Tyrone was doing pull-ups in the small corner of the cargo bay carved out to house their exercise equipment when a console near him started beeping, indicating an incoming message for him. He did one more, then dropped to the floor and frowned at it. He recognized the sender as Gary, their Immigration case officer. Had something gone wrong?
He grabbed a towel and wiped some of the sweat off his face, then mashed the accept icon. "Good morning Gary. Should I go find the others?"
"I don't think it's necessary. I'll send all three of you the same information in text after we're done, and they can call me back with any questions." The case officer looked at what he could of the cargo bay. The camera angle from the console Tyrone had picked showed the vast garden of potted plants they had on board, but Gary didn't comment on them. "I actually expected to find them with you."
"Joseph doesn't work out the way I do," Tyrone said with a grin. "I do it for fun, he does it to keep from getting flabby. No idea whether Allison does it at all. We weren't expecting a call from you yet. Did we overlook something?"
"No, not at all." Gary shook his head, speaking in a reassuring tone. "The opposite. Among other things, I was actually calling to tell you Allison has been granted refugee status."
"Oh. That was fast." Tyrone raised his eyebrows in a questioning look. Immigration procedures weren't something he'd dealt with before, but he knew this kind of speed wasn't standard.
"I don't know how long it takes elsewhere, but at the Couradeen office we don't mess around." Gary drew himself up in mock-pomposity as he made the statement. "Also, we bumped her case up the queue a little," he admitted, dropping the superior attitude. "It did include a wealth of information about a potential security threat to the station after all. The police force appreciates it when we take time to look into that and pass it along."
"It would be directed at her primarily, possibly exclusively." Tyrone was uncertain it was really that helpful to station security. Especially considering it was a threat that wouldn't exist if they hadn't been bringing Allison to the station. He carefully didn't mention that.

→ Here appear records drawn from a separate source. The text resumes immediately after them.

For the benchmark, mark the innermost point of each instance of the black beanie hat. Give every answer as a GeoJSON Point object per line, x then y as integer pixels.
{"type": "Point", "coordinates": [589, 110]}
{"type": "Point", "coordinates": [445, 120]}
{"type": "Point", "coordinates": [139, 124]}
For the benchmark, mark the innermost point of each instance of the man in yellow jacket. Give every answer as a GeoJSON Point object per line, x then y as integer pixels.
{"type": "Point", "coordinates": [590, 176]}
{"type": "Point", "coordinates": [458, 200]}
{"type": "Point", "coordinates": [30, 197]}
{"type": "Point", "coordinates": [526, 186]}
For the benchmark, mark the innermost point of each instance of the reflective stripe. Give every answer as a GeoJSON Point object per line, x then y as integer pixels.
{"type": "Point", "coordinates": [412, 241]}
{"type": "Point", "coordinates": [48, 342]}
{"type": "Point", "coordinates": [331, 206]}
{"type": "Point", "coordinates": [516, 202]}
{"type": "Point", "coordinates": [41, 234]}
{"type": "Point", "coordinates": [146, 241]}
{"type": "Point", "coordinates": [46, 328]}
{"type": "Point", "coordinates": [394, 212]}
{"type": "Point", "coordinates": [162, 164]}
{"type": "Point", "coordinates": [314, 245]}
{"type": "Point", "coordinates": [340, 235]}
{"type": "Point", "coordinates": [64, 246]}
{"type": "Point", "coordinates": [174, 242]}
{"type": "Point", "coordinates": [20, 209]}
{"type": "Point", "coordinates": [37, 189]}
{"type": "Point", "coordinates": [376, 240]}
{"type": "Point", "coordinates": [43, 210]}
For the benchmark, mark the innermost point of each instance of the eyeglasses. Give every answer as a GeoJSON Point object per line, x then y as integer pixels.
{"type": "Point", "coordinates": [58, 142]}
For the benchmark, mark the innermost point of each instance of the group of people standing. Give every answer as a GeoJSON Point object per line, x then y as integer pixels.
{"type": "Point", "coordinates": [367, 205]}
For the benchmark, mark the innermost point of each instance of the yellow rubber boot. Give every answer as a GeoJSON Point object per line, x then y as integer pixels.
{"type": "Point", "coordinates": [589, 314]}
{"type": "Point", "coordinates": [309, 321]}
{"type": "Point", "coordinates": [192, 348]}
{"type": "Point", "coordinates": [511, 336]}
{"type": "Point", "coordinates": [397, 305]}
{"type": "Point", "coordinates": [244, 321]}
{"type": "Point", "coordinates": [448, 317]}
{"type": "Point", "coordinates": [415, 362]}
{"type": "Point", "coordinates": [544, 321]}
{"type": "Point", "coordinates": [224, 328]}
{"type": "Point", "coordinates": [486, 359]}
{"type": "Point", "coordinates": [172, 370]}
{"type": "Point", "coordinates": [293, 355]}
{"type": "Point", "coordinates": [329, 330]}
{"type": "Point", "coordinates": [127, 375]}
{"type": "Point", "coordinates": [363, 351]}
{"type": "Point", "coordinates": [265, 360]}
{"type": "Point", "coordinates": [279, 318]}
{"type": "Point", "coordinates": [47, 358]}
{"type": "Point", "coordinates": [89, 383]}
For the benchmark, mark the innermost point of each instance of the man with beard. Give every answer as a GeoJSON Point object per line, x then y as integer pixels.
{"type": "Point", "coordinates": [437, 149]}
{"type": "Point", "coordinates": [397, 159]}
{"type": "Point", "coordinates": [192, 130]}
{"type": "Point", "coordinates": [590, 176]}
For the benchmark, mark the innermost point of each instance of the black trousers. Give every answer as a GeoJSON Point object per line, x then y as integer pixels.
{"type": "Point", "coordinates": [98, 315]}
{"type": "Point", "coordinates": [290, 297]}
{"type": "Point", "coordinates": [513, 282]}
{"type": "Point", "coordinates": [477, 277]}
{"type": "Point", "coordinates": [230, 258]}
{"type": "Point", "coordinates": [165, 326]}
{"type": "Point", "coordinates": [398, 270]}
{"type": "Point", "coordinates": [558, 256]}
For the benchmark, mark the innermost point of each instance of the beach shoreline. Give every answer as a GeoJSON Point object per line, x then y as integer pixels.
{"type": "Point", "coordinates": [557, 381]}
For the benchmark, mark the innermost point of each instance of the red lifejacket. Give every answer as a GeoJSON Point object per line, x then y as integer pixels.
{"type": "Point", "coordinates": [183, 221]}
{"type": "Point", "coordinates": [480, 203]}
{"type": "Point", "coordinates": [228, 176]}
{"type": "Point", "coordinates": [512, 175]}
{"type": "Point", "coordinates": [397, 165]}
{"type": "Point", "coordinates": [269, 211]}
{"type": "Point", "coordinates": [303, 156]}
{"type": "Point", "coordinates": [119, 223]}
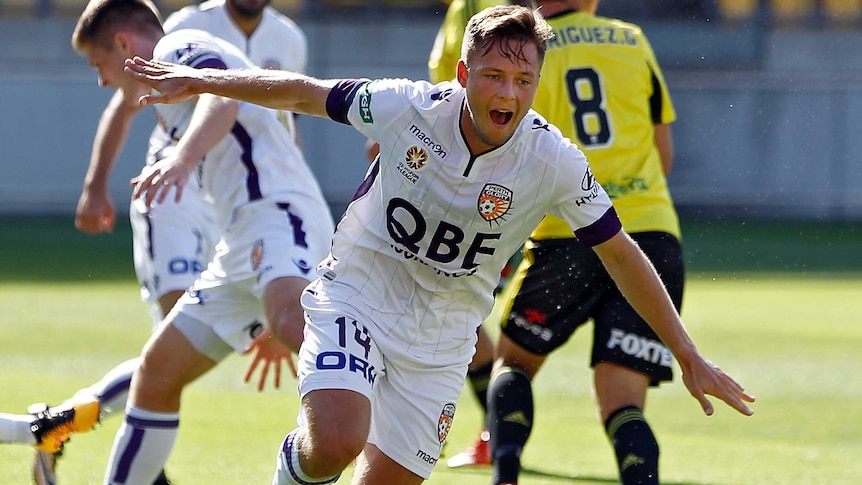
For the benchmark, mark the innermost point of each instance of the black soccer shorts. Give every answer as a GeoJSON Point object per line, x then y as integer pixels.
{"type": "Point", "coordinates": [561, 284]}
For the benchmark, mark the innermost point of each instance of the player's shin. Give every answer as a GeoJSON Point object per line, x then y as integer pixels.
{"type": "Point", "coordinates": [635, 446]}
{"type": "Point", "coordinates": [141, 447]}
{"type": "Point", "coordinates": [510, 421]}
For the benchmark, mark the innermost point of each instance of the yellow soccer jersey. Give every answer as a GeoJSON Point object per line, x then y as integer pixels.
{"type": "Point", "coordinates": [601, 85]}
{"type": "Point", "coordinates": [443, 60]}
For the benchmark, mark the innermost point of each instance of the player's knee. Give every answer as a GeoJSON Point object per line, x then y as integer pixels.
{"type": "Point", "coordinates": [337, 447]}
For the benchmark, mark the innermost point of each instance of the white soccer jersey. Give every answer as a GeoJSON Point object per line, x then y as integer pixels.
{"type": "Point", "coordinates": [277, 43]}
{"type": "Point", "coordinates": [419, 250]}
{"type": "Point", "coordinates": [256, 152]}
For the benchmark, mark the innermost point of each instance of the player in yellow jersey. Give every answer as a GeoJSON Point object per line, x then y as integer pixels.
{"type": "Point", "coordinates": [601, 85]}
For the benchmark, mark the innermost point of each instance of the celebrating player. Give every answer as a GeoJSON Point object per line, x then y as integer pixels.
{"type": "Point", "coordinates": [465, 173]}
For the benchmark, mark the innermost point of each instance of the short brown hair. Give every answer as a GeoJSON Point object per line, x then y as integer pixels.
{"type": "Point", "coordinates": [490, 27]}
{"type": "Point", "coordinates": [101, 19]}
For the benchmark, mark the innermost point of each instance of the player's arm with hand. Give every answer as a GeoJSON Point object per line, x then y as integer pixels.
{"type": "Point", "coordinates": [95, 212]}
{"type": "Point", "coordinates": [276, 89]}
{"type": "Point", "coordinates": [211, 121]}
{"type": "Point", "coordinates": [268, 352]}
{"type": "Point", "coordinates": [640, 284]}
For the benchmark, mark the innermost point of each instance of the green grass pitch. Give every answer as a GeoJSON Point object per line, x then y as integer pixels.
{"type": "Point", "coordinates": [776, 306]}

"Maybe, but gangsters and organized crime can cause plenty of incidental problems." He awarded a dark glower to a file on his desk. "It isn't as though they're well-behaved outside the specific crime they show up to commit. It's best to know when they're coming."
"Well, thank you. We aren't trying to kick her off the ship at Couradeen Station, but we wanted her to have the option of staying there."
"You're welcome. Even without a security threat, when there's a good reason for haste we try to make the time." Gary gave him a heartening smile. "Forgetting to file your application until the last minute doesn't earn much sympathy from us. When someone's suddenly forced from their home with a criminal enterprise after them, we try to give them a little victory. As long as their story checks out."
"You were able to verify some of ours I take it?"
"More than enough." The case officer made a disgusted face. "All of Allison's personal information that we needed, eventually. The pertinent details of that little altercation on the docks."
"How did that go? You almost make it sound like a bad thing." Tyrone would have expected a more positive reaction to being able to confirm the most important details of their story.
"It was interesting, to say the least. I usually expect personal information to be easy to verify and particular events more difficult. The first is largely public information and most planets centralize it all somewhere, and the latter relies on talking to the right person. Someone who was there or the law enforcement agency that wrote a police report, and those may or may not match what I was told. This case was the opposite."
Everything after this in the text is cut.